図2: 標準例(Sw 6.4mm・f 4mm)の幾何。この組み合わせで画角は約 77.3°
3. ステップ2: 距離が「実物への画素割り当て」を決める
センサーの画素は、映っている範囲全体に配られます。 対象が遠いほど 1 画素が受け持つ実寸が大きくなり、実物 1m に割り当たる画素(画素密度 px/m)は 距離に反比例して減ります。
図3: 同じ 1m の対象でも、5m 先では 240px、20m 先では 60px しか割り当たらない(FHD 配信の例)
4. ステップ3: 配信・処理が画素をさらに減らす
現場のカメラ映像は、通信量を抑えるためにカメラ内で縮小・圧縮されてから配信されます。 4K センサーでも配信が FHD なら、対象の画素は配信の時点で半分になります。 本アプリの評価がカタログ解像度ではなく「実運用の配信解像度」を使うのはこのためです。
図4: 配信縮小後の情報画素は、モニターで拡大しても戻らない(デジタルズームは引き伸ばし)
5. ステップ4: モニターで人が判別する
最後に、残った情報画素を見て人が判断します。何を確認したいかによって、必要な画素数は変わります。
図5: 同じ人でも、割り当たる情報画素が少ないと「居ること」しか分からない
| 確認レベル | 内容 | 必要な短辺画素(目安・仮設定値) |
|---|---|---|
| L1 | 存在確認(何かが居る) | 約 20px |
| L2 | 状態確認(動いている・倒れている) | 約 40px |
| L3 | 作業確認(何をしているか) | 約 80px |
| L4 | 詳細確認(装備・手元) | 約 160px |
| L5 | 文字・計器確認 | 約 240px |
必要画素数は照度・圧縮・対象の色などに左右されるため、この目安は実機検証前の仮設定値(ASSUMED)です。 導入判断の前に、実際のカメラ・回線での確認(実機 PoC)を前提にしてください。

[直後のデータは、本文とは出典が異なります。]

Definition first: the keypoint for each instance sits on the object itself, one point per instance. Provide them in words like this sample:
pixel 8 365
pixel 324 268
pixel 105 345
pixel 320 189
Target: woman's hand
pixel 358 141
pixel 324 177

6. 体験: 距離と配信解像度で画素密度がどう変わるか
カメラは本アプリの汎用カメラ既定値(センサー 6.4×3.6mm・4K・焦点距離 4mm)。 対象は幅 0.5m(人の肩幅相当)です。計算はアプリの評価と同じ計算エンジンで行っています。
7. 本アプリの評価はどこを見ているか
- カバレッジの塗り分け・判定は、配信(Stream)基準の画素密度が 要求値(既定 100px/m・仮設定値)を満たすかで行います
- デジタルズーム・拡大表示は情報画素を増やさないため、評価には使いません
- 360度・180度カメラは、デワープ後のパノラマ解像度から「角度あたりの画素数」で同様に評価します
- 建物などの遮蔽物に隠れた場所は、画素密度に関係なく不可視として扱います
計算式の詳細と前提は、リポジトリ内の計算仕様書(methodology specification)に記録されています。 このページの数値例・体験コーナーは、アプリの評価と同じ計算エンジンから算出しています。